Choosing a counsellor can be a hard feat. If you aren’t sure you are ready for counselling, but feel like it’s what you’re meant to do, making the phone call to a stranger is tough and very very courageous. I have put together some thoughts on things to think about and consider when choosing a counsellor.
Q: How do I choose the right counsellor for me?
A: There are a few key things to take into account when choosing a Counsellor:
– Check the counsellors qualifications and preferably if they are a member of a Counselling Association. – A qualified counsellor will have a minimum of a Bachelor or a Graduate Certificate or Graduate Diploma, to be ready and trained as a counsellor.
– Get to know the counsellor. If they have a website, look at every page and get an idea about their values, and specialist areas if they have one. Check what their fees are and where you will meet them for sessions.
– Ask friends and family for a referral. If people you know have seen a counsellor and they were happy, then that can help in choosing a counsellor.
– You need to feel safe and listened to without judgement. The counsellors job is to offer a safe and non-judgemental place for you to share what’s on your heart and mind. Trust your intuition, if you aren’t sure or you feel like something just isn’t right, that’s OK. You don’t have to go back to that counsellor if you don’t feel safe. You can try another counsellor.
– You could give the counsellor a call to find out any details. This will give you a chance to hear their voice and gauge their personality. You are allowed to ask them any questions you may have. It’s your life and your story on the line. You want to feel safe and comfortable.
Counselling is a very courageous choice to make. It will challenge you! It will also be worth the highs and lows of the journey.

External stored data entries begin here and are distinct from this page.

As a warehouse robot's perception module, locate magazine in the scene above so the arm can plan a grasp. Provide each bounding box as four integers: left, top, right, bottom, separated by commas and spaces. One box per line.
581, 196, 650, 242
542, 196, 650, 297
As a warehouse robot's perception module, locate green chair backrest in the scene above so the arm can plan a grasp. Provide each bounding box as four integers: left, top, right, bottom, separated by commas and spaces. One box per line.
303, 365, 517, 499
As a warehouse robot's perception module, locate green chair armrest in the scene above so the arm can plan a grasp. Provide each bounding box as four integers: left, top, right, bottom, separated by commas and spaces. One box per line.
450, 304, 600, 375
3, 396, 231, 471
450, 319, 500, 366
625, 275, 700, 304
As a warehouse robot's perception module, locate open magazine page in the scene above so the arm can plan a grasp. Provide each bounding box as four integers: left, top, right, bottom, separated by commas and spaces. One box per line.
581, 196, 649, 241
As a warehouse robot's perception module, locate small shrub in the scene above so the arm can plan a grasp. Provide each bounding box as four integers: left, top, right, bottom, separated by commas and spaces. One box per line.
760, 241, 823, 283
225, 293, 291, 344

I hope this helps and has made things a little clearer. It can be a process, from thinking about counselling to starting counselling and that’s OK. You need to ready, no one else can make you ready. So be kind to yourself in this process.

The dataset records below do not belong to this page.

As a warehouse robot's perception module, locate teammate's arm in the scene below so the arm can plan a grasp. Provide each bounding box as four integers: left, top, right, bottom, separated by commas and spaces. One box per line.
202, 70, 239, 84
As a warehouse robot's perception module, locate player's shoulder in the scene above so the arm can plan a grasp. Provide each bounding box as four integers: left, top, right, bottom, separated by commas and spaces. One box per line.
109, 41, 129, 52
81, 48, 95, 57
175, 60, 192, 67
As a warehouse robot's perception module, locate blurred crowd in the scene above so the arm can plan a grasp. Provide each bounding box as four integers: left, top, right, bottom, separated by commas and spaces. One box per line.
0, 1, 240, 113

Journeez Counselling and Training, Adelaide, are specialists in Self Care and learning to look after yourself in this fast-paced society. Please contact me today for further information about counselling or my Self Care workshops and seminars for businesses, churches or community groups. You are also welcome to join the Journeez community by subscribing to this blog above or follow me on Facebook, Twitter and LinkedIn. Discovering Life to the Fullest.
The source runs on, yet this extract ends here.